Separation and characterization of the aldehydic products of lipid peroxidation stimulated by carbon tetrachloride or ADP-iron in isolated rat hepatocytes and rat liver microsomal suspensions

Abstract

Carbonyl products were separated and identified in suspensions of rat liver microsomal fractions and in isolated hepatocytes, after stimulation of lipid peroxidation by incubation with the pro-oxidants CCl4 and ADP-Fe. The carbonyl products were allowed to react with 2,4-dinitrophenylhydrazine and the derivatives were extracted and separated by TLC into 3 zones of non-polar materials and 1 fraction of polar derivatives that remained at the origin. Separation of the individual non-polar hydrazones in each zone by HPLC [high performance liquid chromatography] demonstrated that zone I prepared from microsomal fraction or hepatocytes incubated with CCl4 or ADP-Fe contained mainly 4-hydroxyhex-3-enal, 4-hydroxynon-2-enal and 4-hydroxynona-2,5-dienal. Zone III consisted mainly of the alkanals propanal, pentanal and hexanal, the 2-alkenals propenal, pent-2-enal, hex-2-enal, hept-2-enal, oct-2-enal and non-2-enal, the ketones butanone, pentan-2-one and pentan-3-one and deca-2,4-dienal. Incubation of a microsomal fraction with ADP-Fe was much more effective in producing malonaldehyde and other carbonyl products than an incubation with CCl4. Despite such quantitative differences, there were no obvious qualitative differences in the HPLC spectra obtained from zones I and III. The stoichiometric evaluation of fatty acid loss and the production of malonaldehyde and other carbonyls suggests that the pathways of lipid peroxidation triggered by CCl4 and ADP-Fe are different.

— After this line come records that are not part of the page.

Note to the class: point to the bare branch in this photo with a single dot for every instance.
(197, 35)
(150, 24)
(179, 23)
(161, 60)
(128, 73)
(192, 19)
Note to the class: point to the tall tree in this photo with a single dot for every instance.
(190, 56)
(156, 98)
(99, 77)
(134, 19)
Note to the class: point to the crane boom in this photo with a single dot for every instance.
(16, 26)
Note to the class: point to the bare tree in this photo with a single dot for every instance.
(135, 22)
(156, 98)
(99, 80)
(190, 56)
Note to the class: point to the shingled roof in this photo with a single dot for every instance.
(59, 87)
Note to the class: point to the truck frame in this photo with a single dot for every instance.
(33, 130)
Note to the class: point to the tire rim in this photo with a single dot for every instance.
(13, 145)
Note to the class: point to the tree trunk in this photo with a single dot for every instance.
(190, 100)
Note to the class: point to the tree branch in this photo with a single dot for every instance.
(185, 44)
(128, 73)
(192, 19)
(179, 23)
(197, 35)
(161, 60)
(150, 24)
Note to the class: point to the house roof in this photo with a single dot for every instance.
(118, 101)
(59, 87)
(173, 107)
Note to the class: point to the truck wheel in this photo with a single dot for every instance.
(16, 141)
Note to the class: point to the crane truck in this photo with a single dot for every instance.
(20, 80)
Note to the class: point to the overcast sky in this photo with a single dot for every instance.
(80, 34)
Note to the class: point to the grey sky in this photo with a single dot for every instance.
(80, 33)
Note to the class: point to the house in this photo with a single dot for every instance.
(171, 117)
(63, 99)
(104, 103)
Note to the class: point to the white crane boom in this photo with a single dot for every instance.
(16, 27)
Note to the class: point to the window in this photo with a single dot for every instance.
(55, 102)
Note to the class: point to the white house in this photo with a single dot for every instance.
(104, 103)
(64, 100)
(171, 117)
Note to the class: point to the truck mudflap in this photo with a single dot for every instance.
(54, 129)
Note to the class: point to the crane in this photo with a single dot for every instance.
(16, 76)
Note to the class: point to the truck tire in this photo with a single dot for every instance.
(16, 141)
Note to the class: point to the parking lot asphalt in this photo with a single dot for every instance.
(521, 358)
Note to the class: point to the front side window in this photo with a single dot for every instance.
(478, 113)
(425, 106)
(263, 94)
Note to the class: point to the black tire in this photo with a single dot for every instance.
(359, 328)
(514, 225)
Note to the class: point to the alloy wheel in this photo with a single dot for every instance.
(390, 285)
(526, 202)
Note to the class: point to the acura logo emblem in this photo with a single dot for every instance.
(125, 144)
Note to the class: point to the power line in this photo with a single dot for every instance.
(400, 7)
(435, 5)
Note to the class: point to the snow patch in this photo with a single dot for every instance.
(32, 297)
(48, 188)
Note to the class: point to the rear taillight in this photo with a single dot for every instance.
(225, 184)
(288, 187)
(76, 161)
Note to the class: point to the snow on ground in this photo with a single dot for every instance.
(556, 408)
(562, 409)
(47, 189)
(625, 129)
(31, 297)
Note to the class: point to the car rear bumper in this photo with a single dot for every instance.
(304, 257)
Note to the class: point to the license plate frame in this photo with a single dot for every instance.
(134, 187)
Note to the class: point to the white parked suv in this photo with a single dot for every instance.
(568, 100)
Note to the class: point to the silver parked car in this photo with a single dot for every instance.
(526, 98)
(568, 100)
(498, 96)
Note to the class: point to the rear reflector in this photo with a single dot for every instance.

The accumulation of carbonyl products of lipid peroxidation in isolated hepatocytes is strongly affected by their metabolism; in particular, 4-hydroxyalkenals were metabolized very rapidly. Nonetheless, both CCl4 and ADP-Fe produced stimulation in the production of malonaldehyde and non-polar carbonyl production. After incubation of rat hepatocytes with CCl4 or ADP-Fe it was found that .apprx. 50% of the total amount of non-polar carbonyls produced during incubation escaped into the external medium. This was not leakage from dead cells, as 90-95% of the hepatocytes had retained their integrity at the end of the incubation. Release of carbonyl products from cells stimulated to undergo lipid peroxidation may be a mechanism for spreading an initial intracellular disturbance to affect critical targets outside the parent cell.